Sir Ivan Rogers, the former UKREP to the EU made a speech yesterday at The University of Glasgow on post Brexit options. It is 25 pages long but is a wonderfully sober, clear sighted view of the present position and sets out what the government's (and the EU's) options are in reality. The text of the speech is HERE. If you read nothing else today on Brexit, I recommend this, every word is a gem. The Telegraph take on it is HERE.

It should be required reading in Westminster, Whitehall and every newspaper editor's office - but it almost certainly won't be.  I offer a few extracts:

Firstly on the question of leaving without a deal:

It is not just the British side of the table which has done its homework on the implications, sector by sector, of all post exit scenarios. Both sides know the legal position in the event of a “no deal” and they also know the contingency plans of major tracts of industries located in the UK if it happened. It sometimes feels as though it is only large chunks of the Westminster village who are blissfully unaware, or wish to write it all off as fear-mongering from those notorious anti-capitalists who run large businesses.
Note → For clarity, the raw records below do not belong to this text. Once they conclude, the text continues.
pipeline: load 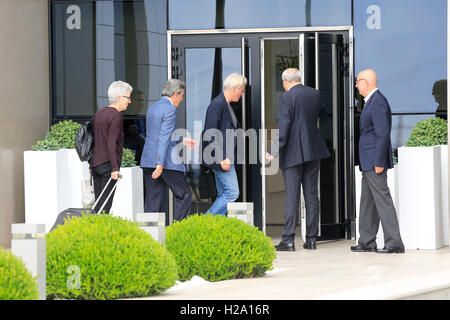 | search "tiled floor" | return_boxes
[138,239,450,300]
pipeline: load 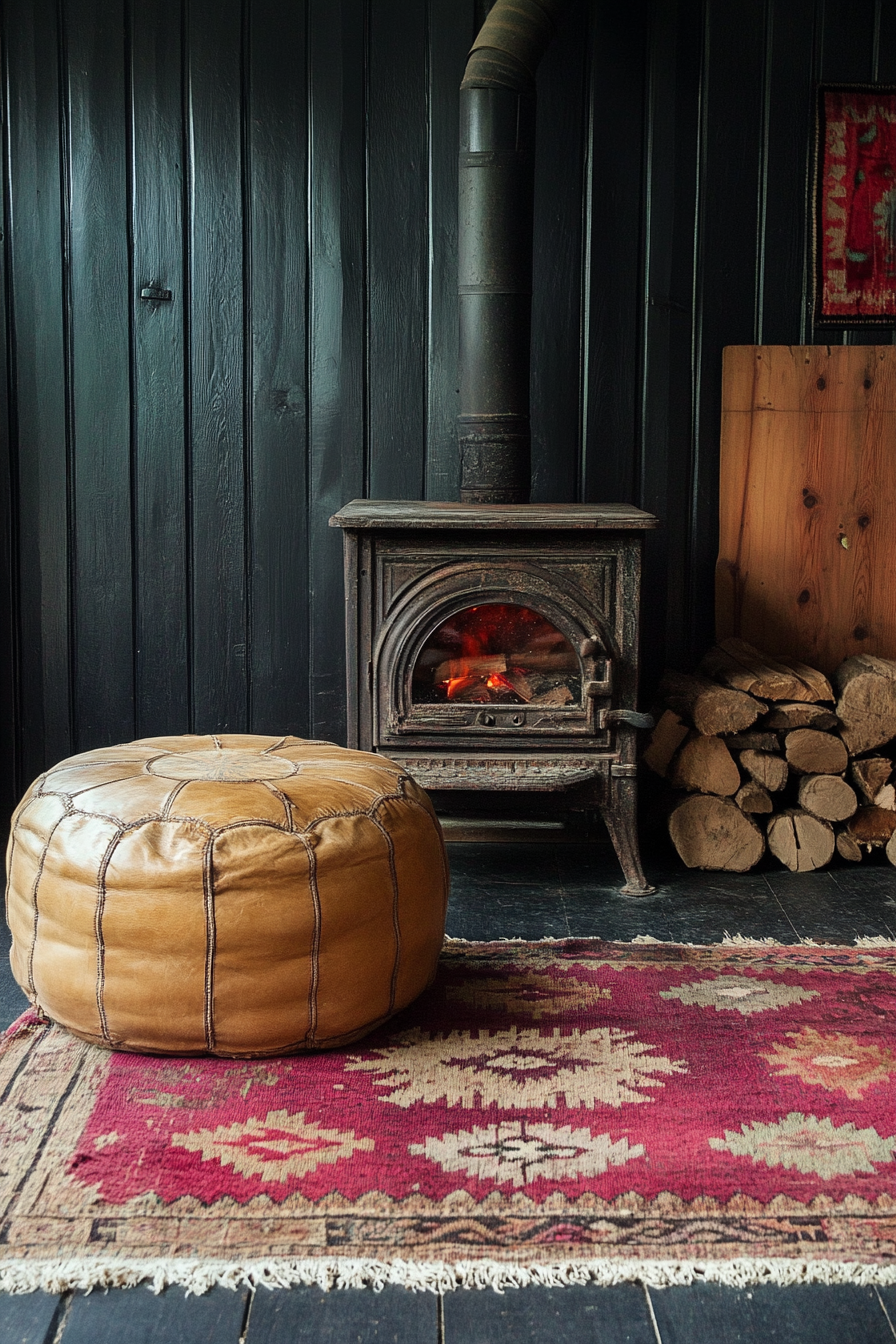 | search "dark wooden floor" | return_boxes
[0,844,896,1344]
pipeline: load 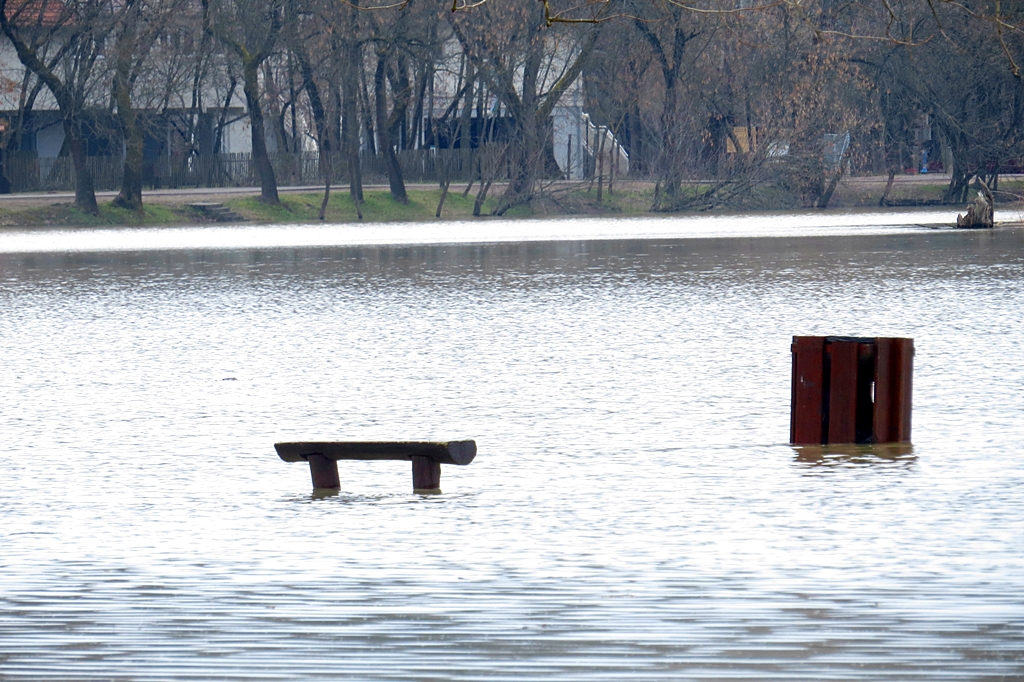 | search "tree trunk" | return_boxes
[65,120,99,215]
[243,60,281,206]
[341,38,362,204]
[114,29,143,212]
[374,53,409,204]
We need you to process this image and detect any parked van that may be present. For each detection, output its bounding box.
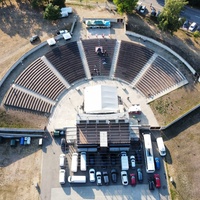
[156,137,166,156]
[71,153,78,172]
[60,154,65,168]
[59,169,65,184]
[121,151,129,171]
[80,152,87,171]
[68,176,86,183]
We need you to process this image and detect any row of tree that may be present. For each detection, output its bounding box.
[113,0,189,33]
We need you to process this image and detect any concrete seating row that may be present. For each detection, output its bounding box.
[135,56,185,98]
[82,39,116,77]
[114,41,154,83]
[4,87,52,113]
[45,42,86,84]
[15,58,66,100]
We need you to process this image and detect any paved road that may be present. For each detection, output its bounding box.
[142,0,200,25]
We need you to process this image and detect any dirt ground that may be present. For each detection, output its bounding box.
[0,1,200,200]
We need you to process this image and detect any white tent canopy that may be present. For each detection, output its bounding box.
[84,85,118,113]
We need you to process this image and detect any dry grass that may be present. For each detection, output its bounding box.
[0,0,200,200]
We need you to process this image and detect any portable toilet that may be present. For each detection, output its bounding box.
[20,137,24,145]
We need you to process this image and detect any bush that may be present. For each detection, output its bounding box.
[43,3,61,20]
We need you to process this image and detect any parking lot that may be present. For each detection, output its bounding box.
[40,130,169,200]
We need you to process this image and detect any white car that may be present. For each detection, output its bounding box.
[96,171,102,185]
[130,156,135,168]
[121,171,128,185]
[89,169,95,182]
[189,22,197,32]
[140,6,146,13]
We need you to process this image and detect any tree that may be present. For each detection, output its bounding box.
[113,0,138,14]
[43,3,61,20]
[158,0,188,34]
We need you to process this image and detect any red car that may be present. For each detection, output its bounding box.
[130,174,136,185]
[154,174,161,188]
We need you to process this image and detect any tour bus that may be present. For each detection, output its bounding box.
[80,152,87,171]
[143,133,155,173]
[71,153,78,172]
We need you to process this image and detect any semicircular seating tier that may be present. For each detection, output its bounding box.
[4,87,53,113]
[114,41,154,83]
[82,39,116,77]
[45,42,86,84]
[15,57,66,100]
[135,56,188,98]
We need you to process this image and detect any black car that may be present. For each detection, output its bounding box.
[89,154,95,165]
[137,168,143,183]
[103,171,109,185]
[111,169,117,183]
[149,178,155,190]
[30,35,39,43]
[60,138,66,152]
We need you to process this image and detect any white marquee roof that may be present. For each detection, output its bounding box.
[84,85,118,113]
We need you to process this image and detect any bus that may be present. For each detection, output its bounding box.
[143,133,155,173]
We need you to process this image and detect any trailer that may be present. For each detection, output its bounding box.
[121,151,129,171]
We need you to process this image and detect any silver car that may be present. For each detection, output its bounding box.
[96,171,102,185]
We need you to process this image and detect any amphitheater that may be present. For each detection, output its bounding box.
[0,29,191,130]
[1,12,198,200]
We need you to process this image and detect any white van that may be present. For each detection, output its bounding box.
[60,154,65,168]
[68,176,86,183]
[121,151,129,171]
[59,169,65,185]
[71,153,78,172]
[80,152,87,171]
[156,137,166,156]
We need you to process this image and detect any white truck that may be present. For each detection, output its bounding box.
[121,151,129,171]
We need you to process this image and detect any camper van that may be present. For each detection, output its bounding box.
[68,176,86,183]
[59,169,65,185]
[71,153,78,172]
[156,137,166,156]
[121,151,129,171]
[80,152,87,171]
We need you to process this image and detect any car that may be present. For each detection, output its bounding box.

Which is why the threats to walk out have stopped and the repetitions of “no deal is better than a bad deal” have ceased. (There are of course people who want to crash out without a deal. They just do not include the PM or a good 90% of the Commons.)
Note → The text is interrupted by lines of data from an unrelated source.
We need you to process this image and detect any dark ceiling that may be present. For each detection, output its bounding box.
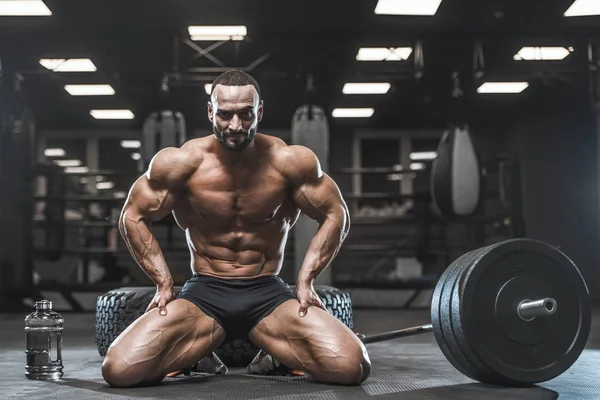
[0,0,600,133]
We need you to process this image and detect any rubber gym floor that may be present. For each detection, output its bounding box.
[0,309,600,400]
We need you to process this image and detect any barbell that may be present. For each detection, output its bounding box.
[357,238,591,387]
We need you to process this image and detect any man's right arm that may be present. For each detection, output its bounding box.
[119,148,195,304]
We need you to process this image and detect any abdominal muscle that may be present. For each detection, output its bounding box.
[186,227,287,279]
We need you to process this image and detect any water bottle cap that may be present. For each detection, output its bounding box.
[35,300,52,310]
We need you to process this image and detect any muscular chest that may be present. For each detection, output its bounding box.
[188,168,289,226]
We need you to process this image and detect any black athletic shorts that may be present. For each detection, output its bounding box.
[177,274,296,339]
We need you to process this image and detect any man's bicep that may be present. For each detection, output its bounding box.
[294,173,347,222]
[124,175,175,221]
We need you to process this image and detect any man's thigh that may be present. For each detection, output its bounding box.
[249,299,370,384]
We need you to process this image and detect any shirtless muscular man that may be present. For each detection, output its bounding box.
[102,70,371,387]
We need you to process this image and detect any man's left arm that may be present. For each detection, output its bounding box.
[286,146,350,315]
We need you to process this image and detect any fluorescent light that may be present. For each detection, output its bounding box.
[410,151,437,161]
[188,25,248,41]
[65,85,115,96]
[564,0,600,17]
[44,149,67,157]
[375,0,442,15]
[342,83,392,94]
[65,167,90,174]
[477,82,529,93]
[191,35,244,42]
[96,182,115,190]
[410,162,426,171]
[90,110,135,119]
[40,58,97,72]
[54,160,81,167]
[121,140,142,149]
[513,47,573,61]
[356,47,412,61]
[331,108,375,118]
[0,0,52,17]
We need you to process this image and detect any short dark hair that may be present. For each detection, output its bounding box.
[210,69,260,98]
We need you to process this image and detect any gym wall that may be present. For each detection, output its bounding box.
[496,104,600,299]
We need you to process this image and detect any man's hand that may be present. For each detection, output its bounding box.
[146,286,175,315]
[296,284,329,317]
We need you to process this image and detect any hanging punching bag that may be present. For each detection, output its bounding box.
[0,75,35,309]
[142,110,187,166]
[431,127,481,217]
[291,105,331,285]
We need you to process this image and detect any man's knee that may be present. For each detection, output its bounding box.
[315,346,371,385]
[102,354,164,388]
[342,353,371,385]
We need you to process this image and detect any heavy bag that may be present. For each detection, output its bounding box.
[0,76,35,300]
[142,110,187,166]
[431,128,481,217]
[291,104,331,285]
[40,165,67,261]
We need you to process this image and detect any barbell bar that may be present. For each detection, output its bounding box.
[357,298,557,344]
[357,239,591,387]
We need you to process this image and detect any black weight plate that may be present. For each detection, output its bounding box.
[458,239,591,386]
[447,248,502,383]
[442,247,502,382]
[430,250,476,376]
[431,249,496,380]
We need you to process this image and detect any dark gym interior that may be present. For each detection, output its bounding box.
[0,0,600,399]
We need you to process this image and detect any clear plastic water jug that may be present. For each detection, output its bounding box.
[25,300,64,380]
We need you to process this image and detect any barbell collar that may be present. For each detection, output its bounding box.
[517,297,557,321]
[358,324,433,344]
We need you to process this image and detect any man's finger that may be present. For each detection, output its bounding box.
[146,299,156,312]
[298,300,308,317]
[158,300,167,315]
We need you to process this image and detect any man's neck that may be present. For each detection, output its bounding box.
[215,140,256,166]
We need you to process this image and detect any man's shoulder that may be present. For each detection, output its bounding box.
[147,138,206,183]
[272,143,321,180]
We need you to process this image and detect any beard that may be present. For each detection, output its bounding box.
[213,126,256,151]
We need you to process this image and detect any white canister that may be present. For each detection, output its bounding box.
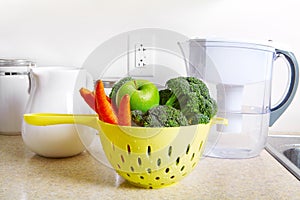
[0,59,35,135]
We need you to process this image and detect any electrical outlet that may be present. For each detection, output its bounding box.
[135,44,148,68]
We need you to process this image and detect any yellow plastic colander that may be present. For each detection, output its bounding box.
[24,113,227,188]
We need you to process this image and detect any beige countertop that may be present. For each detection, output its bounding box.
[0,135,300,200]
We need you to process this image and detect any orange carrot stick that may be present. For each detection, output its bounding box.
[95,80,118,124]
[79,88,96,111]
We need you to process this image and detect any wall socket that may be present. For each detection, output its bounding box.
[135,44,148,68]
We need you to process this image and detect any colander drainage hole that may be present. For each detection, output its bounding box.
[121,155,125,163]
[130,166,134,172]
[198,141,203,151]
[127,144,131,154]
[157,158,161,167]
[191,153,195,161]
[165,168,170,173]
[185,144,191,155]
[180,165,185,171]
[176,157,180,165]
[168,146,172,157]
[147,146,151,156]
[138,157,142,166]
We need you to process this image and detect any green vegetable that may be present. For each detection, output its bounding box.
[109,77,133,105]
[131,105,189,127]
[159,89,180,109]
[161,77,218,125]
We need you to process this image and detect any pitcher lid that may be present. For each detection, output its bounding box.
[189,38,275,52]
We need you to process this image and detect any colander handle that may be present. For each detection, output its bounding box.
[269,49,299,126]
[23,113,99,130]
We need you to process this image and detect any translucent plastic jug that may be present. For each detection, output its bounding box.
[181,39,299,158]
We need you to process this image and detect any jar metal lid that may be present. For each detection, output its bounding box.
[0,59,36,76]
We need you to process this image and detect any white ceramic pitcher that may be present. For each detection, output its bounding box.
[22,67,93,157]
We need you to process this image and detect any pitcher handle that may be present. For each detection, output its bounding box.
[269,49,299,126]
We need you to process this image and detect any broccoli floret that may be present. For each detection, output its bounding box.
[159,89,180,110]
[131,105,189,127]
[164,77,218,125]
[109,77,133,104]
[131,110,144,126]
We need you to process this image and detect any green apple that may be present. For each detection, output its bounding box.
[116,79,159,112]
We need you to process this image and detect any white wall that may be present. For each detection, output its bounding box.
[0,0,300,132]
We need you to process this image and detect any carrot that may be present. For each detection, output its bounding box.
[79,88,96,111]
[95,80,118,124]
[118,94,131,126]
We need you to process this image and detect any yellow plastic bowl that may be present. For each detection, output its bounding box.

On the free traders like Liam Fox and Jacob Rees-Mogg:


I talk to lots of people in EU capitals who despair that the UK political class, whose forebears they think made the strongest case for tackling the real, pernicious behind the border barriers to trade across borders in both goods and services, and who remember that in a world where we rely purely on national rules, national Courts and national enforcement mechanisms to strike down those trade barriers against foreign goods, services and companies, we are always waiting for Godot. And who hear people professing themselves free traders who have only a hazy understanding about multilateral, regional and bilateral free trade deals, have never negotiated one – but know it’s straightforward, once one has left the EU.
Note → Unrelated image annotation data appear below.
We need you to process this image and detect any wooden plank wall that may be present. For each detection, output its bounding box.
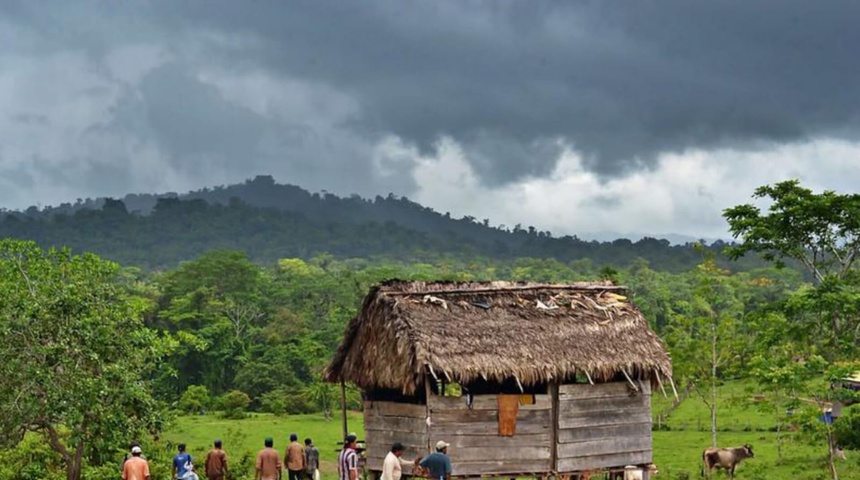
[429,395,552,476]
[364,401,427,473]
[556,382,651,472]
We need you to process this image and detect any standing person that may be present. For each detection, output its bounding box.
[254,437,281,480]
[382,442,413,480]
[305,438,320,480]
[122,446,150,480]
[419,440,451,480]
[119,440,146,471]
[337,434,358,480]
[204,440,227,480]
[171,443,198,480]
[284,433,305,480]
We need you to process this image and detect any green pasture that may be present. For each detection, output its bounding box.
[164,382,860,480]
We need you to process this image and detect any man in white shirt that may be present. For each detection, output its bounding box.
[382,442,412,480]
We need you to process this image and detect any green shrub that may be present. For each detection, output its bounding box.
[833,404,860,450]
[179,385,212,414]
[220,390,251,419]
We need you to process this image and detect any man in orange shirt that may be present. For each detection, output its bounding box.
[122,446,150,480]
[284,433,305,480]
[254,437,281,480]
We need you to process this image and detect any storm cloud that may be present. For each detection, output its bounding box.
[0,0,860,236]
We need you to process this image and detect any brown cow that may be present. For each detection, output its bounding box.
[702,444,755,477]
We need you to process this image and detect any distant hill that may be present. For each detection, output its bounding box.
[0,176,761,271]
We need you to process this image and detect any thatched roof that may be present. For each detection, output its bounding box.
[325,281,672,393]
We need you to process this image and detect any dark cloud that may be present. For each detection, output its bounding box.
[138,1,860,182]
[0,0,860,199]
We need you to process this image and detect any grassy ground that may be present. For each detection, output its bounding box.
[164,382,860,480]
[164,413,364,478]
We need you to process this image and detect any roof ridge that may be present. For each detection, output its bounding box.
[380,283,628,296]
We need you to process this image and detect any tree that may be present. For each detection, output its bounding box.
[666,257,743,448]
[221,390,251,419]
[179,385,212,414]
[723,180,860,358]
[723,180,860,480]
[0,240,167,480]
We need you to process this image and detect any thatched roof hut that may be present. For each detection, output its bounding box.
[326,281,672,394]
[325,281,672,478]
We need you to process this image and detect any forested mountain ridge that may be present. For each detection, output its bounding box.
[0,176,761,271]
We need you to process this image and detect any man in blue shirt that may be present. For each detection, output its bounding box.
[420,440,451,480]
[173,443,198,480]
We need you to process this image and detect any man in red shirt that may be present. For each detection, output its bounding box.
[254,437,281,480]
[122,446,150,480]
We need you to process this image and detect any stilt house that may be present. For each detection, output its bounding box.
[326,281,672,477]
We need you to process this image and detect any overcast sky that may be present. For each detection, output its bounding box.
[0,0,860,237]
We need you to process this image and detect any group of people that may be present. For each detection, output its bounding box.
[254,433,320,480]
[122,433,451,480]
[337,435,452,480]
[122,440,232,480]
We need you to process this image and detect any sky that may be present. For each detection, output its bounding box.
[0,0,860,238]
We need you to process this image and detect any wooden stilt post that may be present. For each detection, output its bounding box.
[549,380,561,480]
[340,380,349,440]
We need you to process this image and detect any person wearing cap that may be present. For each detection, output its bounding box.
[382,442,412,480]
[419,440,451,480]
[337,434,358,480]
[305,438,320,480]
[122,446,150,480]
[284,433,305,480]
[254,437,281,480]
[204,440,227,480]
[119,440,146,472]
[172,443,198,480]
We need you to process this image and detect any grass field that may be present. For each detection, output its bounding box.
[164,383,860,480]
And on the government and what he calls the basically fantasist position which he warns against miss-selling to the British people:

A third way school, which attempts to satisfy both the extremes by asserting that, from outside the EU, we can resume total control of our laws, borders and money and exercise full sovereignty, without intrusion by a foreign Court, but still retain virtually all the benefits of current trading arrangements with our former partners, whilst diverging from them to taste, wherever we derive advantage domestically or with other partners, from so doing. Plus of course still have a major role in setting the key policies of the bloc we have left.

What it means to be a third country:


There is no legal status of “being a third country which used to be a member and therefore can be treated radically better than other third countries”. There is no legal “half way in, half way out” option for either the Single Market or the Customs Union. There is therefore an asymmetry. If you are in, you can, within constraints, negotiate bespoke arrangements, carve outs, opt-outs, opt back-ins, and so forth. But once you are out of the legal architecture of the EU, the scope for bespoke arrangements is massively diminished.

On mutual recognition:

If the UK believes that the EU will agree to admit UK goods and services into the Single Market simply because they comply with UK law and that law aligned is aligned with EU law, so we might get treated as if we were still close to being a member state, rather than in one of several different categories of third country, this is simply wishful thinking, driven by people who have not even half understood how mutual recognition works and what it depends on.

On cheap bananas:

We can certainly, for example, have cheaper bananas if we want Chiquita and Dole to monopolise the UK market at the expense of African and Caribbean – UK Commonwealth – producers whom we have protected since we joined the EU – indeed, as in cane sugar, via our own Accession Treaty – and for whom the European Trade Commissioner, a British Tory, for whom I was working, fought a pretty brutal trade war against the Clinton White House 20 years ago. I much look forward to watching that debate in the Commons. Perhaps it’s only the White Commonwealth – CANZUK as it is sometimes called – whose future matters to some professed Commonwealth trade enthusiasts?

And he concludes:

But the sooner we realise there are no perfect choices, that there are serious trade-offs between sovereignty and market access interests and that we are best off if we make stone cold sober judgments of where sovereignty at the national level can be real and effective, and where it is purely notional and actually a material loss of control, the better for the UK.

You can be sure Brexiteers will seize on it as the last cry of a committed remainer and the elite establishment, but it is all remarkably fair, logical and rational. What a dog's breakfast it is all turning out to be.